Son amour du métier reste intact. Mais “il faut travailler plus dur, être encore plus résolue”, dit-elle. “Je considère chaque projet qui m’est confié comme une opportunité non seulement pour moi, mais pour tous les Noirs, les Hispaniques, qu’ils vont embaucher après moi.”

– “Contredire les stéréotypes” –

Harold Butler n’est pas un pur produit du secteur bancaire.

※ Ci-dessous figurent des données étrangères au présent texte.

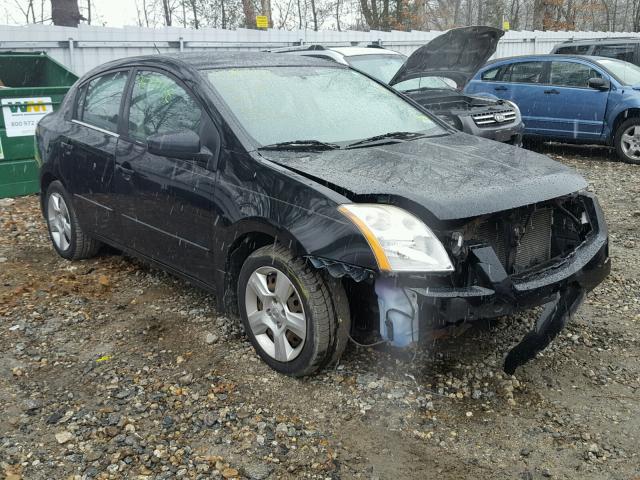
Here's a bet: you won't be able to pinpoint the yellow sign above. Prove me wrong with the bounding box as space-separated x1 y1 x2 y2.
256 15 269 28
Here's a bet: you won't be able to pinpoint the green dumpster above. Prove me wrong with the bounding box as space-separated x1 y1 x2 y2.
0 52 78 198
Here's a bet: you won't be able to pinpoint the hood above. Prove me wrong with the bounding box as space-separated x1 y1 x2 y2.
389 27 504 88
260 133 587 221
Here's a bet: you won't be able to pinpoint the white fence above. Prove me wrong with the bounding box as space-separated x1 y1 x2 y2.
0 25 640 75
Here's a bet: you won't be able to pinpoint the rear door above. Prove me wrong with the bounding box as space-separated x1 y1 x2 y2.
544 59 609 140
60 69 129 241
115 69 220 282
476 60 548 135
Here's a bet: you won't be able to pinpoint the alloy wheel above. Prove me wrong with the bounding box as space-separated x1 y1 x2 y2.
245 267 307 363
47 192 71 251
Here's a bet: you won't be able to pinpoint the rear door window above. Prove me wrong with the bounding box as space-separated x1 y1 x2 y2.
593 43 636 63
502 62 544 83
549 62 602 88
129 71 202 142
76 71 129 132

Il est arrivé en 2006 chez Citigroup, une des plus grandes banques de Wall Street, à la fin de sa quarantaine après un parcours professionnel l’ayant mené de l’Armée, la tech (Microsoft) à des sociétés financières. Il s’occupe désormais des relations de la banque avec diverses entités publiques, dont la puissante banque centrale américaine.

Tout au long de sa carrière, Harold Butler a fait face à différentes formes de racisme. “On vous fait comprendre que vous ne faites pas vraiment partie de l’équipe, on vous demande comment vous êtes arrivé là, si c’est grâce à des quotas, il faut contredire les stéréotypes classiques” comme l’idée que les Afro-Américains aiment particulièrement la pastèque ou le poulet frit, raconte-t-il.

A Citi, assure-t-il, “la grande majorité des gens pensent, je crois, que la diversité est un atout pour l’entreprise”.

Il participe à plusieurs groupes et initiatives visant à promouvoir la diversité au sein de l’entreprise. Citi a notamment fait davantage d’efforts pour recruter dans des universités accueillant plus spécifiquement des étudiants noirs, créer des programmes de tutorat et comprendre pourquoi certaines personnes, une fois recrutées, choisissent de quitter la firme.

Harold Butler travaille aussi à pousser Citi à faciliter l’accès des Afro-Américains au crédit immobilier et à soutenir les banques gérées par des minorités.

“J’ai la chance de participer aux efforts engagés en interne pour changer le discours et les pratiques sur la diversité, mais aussi au travail fait en dehors de la banque auprès des communautés”, se réjouit-il.